First, since the 1930s the Wallenbergs, a capable and aggressive dynasty, have controlled much of Swedish industry (through charitable foundations). Second, since a financial crisis in the early 1990’s, tax and other reforms have made even the non-Wallenberg sectors of Swedish industry much more capitalist. Because of this the top Swedish rate of income tax, once well over 70%, is now down to 56%, when you add in municipal taxes. The country still has a large state sector, at 52% of GDP, but that’s smaller than France’s, for example.
Charitable foundations, holding companies and two-tier voting structures are the key to continued Wallenberg control in an era of high taxation. Since foundations, being charitable, don’t pay tax, Wallenberg control is preserved. The family can’t wander around the world on gigantic yachts like billionaires who own their assets directly, but they still live pretty well.
Wallenberg family domination has on the whole been good for Swedish industry. Marcus Wallenberg (1899-1982) was a business genius, and while Peter Wallenberg, the intermediate generation’s leader, was a bit lazy, I have to admit through gritted teeth that Jacob, the current boss, is at least capable, and takes a useful, long-term view.
To be fair, the last 20 years of Sweden’s economic opening have reduced Wallenberg domination. Of the top ten holdings of the iShares MSCI Sweden Fund (NYSE:EWD), which invests to match the MSCI Sweden Index, only four (L.M. Ericsson, Skandinaviska Enskilda Banken, Atlas Copco and Volvo AB) are now controlled partially or wholly by the Wallenbergs.
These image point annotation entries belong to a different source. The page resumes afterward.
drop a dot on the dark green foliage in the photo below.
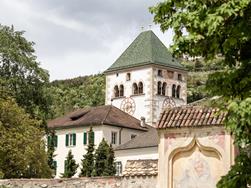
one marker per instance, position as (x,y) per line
(88,158)
(110,169)
(101,158)
(216,29)
(77,93)
(104,160)
(22,151)
(51,144)
(21,72)
(70,166)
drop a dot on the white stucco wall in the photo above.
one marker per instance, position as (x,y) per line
(136,154)
(148,105)
(101,131)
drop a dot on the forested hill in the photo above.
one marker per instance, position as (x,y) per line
(70,94)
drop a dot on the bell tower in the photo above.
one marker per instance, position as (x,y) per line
(145,79)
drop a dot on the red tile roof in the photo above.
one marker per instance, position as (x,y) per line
(147,167)
(190,116)
(101,115)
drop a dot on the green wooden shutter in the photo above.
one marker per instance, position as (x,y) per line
(66,140)
(85,138)
(55,141)
(74,139)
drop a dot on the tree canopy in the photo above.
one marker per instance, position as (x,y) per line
(22,151)
(218,29)
(20,71)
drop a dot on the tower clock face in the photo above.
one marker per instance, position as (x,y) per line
(128,105)
(168,103)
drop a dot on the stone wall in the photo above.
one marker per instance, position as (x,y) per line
(105,182)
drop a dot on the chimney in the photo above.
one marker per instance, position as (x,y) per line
(143,122)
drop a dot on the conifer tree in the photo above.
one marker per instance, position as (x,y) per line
(110,169)
(88,161)
(51,144)
(70,166)
(101,158)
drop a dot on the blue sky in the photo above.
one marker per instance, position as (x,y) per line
(75,37)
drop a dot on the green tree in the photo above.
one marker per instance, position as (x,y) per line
(22,150)
(70,166)
(101,158)
(110,169)
(212,29)
(51,144)
(20,70)
(88,158)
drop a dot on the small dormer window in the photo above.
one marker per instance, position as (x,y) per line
(180,77)
(128,76)
(160,73)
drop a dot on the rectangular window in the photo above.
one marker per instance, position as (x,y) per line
(160,73)
(118,166)
(53,139)
(114,138)
(133,136)
(70,139)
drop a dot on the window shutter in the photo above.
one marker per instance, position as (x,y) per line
(74,139)
(55,141)
(85,138)
(66,140)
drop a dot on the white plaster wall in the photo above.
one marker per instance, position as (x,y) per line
(137,75)
(78,151)
(136,154)
(125,133)
(150,104)
(180,140)
(101,131)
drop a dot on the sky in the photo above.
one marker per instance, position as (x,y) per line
(80,37)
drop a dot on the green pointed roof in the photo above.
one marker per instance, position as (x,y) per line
(144,50)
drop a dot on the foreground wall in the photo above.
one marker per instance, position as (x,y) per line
(109,182)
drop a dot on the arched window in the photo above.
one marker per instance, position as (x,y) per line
(116,91)
(159,88)
(121,90)
(164,88)
(135,90)
(140,88)
(178,92)
(174,90)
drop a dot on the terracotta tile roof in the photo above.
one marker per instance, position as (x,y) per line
(147,167)
(101,115)
(147,139)
(190,116)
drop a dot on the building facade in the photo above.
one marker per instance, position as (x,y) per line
(145,79)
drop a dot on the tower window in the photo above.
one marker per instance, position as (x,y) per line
(164,88)
(121,90)
(135,89)
(174,90)
(128,76)
(159,88)
(140,88)
(160,73)
(178,92)
(116,91)
(180,77)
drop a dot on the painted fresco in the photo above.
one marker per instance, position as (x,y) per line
(195,169)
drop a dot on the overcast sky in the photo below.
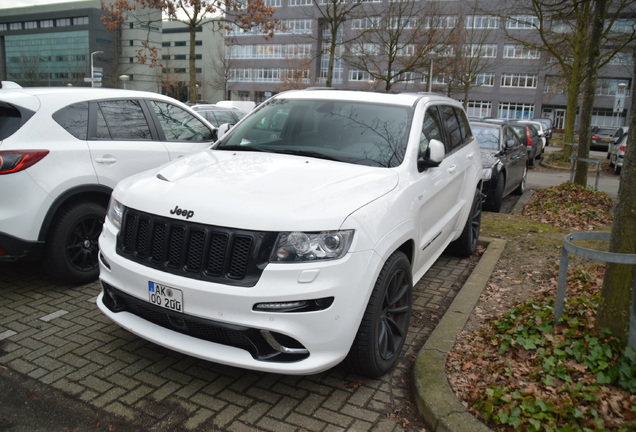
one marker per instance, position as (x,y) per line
(20,3)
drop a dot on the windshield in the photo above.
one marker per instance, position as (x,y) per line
(488,137)
(345,131)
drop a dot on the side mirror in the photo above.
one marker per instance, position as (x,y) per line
(222,130)
(434,155)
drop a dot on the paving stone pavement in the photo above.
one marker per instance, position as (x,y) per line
(54,336)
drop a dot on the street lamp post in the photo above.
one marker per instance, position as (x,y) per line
(92,66)
(123,79)
(620,102)
(432,55)
(48,63)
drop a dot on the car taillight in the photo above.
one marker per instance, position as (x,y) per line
(15,160)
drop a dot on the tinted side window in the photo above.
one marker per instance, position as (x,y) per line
(10,120)
(74,119)
(451,125)
(122,120)
(431,129)
(464,126)
(178,124)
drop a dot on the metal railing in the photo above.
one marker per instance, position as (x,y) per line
(611,257)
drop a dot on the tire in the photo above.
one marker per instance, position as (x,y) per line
(71,250)
(384,327)
(521,188)
(466,244)
(493,203)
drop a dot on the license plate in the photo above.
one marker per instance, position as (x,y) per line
(165,296)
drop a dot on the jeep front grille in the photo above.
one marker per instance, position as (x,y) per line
(198,251)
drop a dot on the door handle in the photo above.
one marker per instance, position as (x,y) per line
(106,160)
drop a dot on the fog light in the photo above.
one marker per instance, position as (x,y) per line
(295,306)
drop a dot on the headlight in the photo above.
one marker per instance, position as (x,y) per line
(487,173)
(115,212)
(311,246)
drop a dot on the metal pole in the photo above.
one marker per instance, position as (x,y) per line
(430,76)
(92,62)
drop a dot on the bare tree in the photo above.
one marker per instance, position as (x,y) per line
(564,30)
(468,58)
(332,16)
(394,46)
(244,14)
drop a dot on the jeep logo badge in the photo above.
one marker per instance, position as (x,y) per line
(181,212)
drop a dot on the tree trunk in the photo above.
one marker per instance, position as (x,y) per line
(192,85)
(594,51)
(615,308)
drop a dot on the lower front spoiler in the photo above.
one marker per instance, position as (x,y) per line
(262,345)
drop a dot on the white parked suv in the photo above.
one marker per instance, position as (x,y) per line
(62,150)
(295,242)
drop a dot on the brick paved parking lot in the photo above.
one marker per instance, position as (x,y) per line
(54,335)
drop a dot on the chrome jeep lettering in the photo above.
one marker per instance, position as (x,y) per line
(181,212)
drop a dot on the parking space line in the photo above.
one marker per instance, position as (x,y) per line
(54,315)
Of the other six, three are banks, with the largest, Nordea, a primarily Norwegian bank that is now dominant in the Scandinavian region. The other three are Hennes & Mauritz, Sweden’s largest retailer, Assa Abloy, the world’s largest lock manufacturer, and Teliasonera, a merger of the Swedish and Finnish privatized telecom companies.
Sweden’s economy is doing pretty well, which is to say very well by European standards these days. The International Monetary Fund projects 3% growth for 2014 and 3.3% growth for 2015, third fastest among the 28 countries in the EU, just behind Ireland and Poland. As with the United Kingdom, maintaining its own currency has helped Sweden’s economy by letting the country steer clear of the Euro’s instability. In most respects the Swedish economy resembles Germany’s, with a heavy orientation towards specialty manufacturing and a high level of engineering skill and product quality.
The iShare Sweden fund’s high yield results from an important cultural difference: Swedish top managers are less well paid than U.S. CEOs, and don’t receive such generous stock options; so they remain more shareholder-oriented, paying out more earnings in dividends rather than share buybacks.
Given its merits for yield, growth and international diversification, the iShares MSCI Sweden Fund is an good place for income-oriented U.S. investors to place a portion of their money.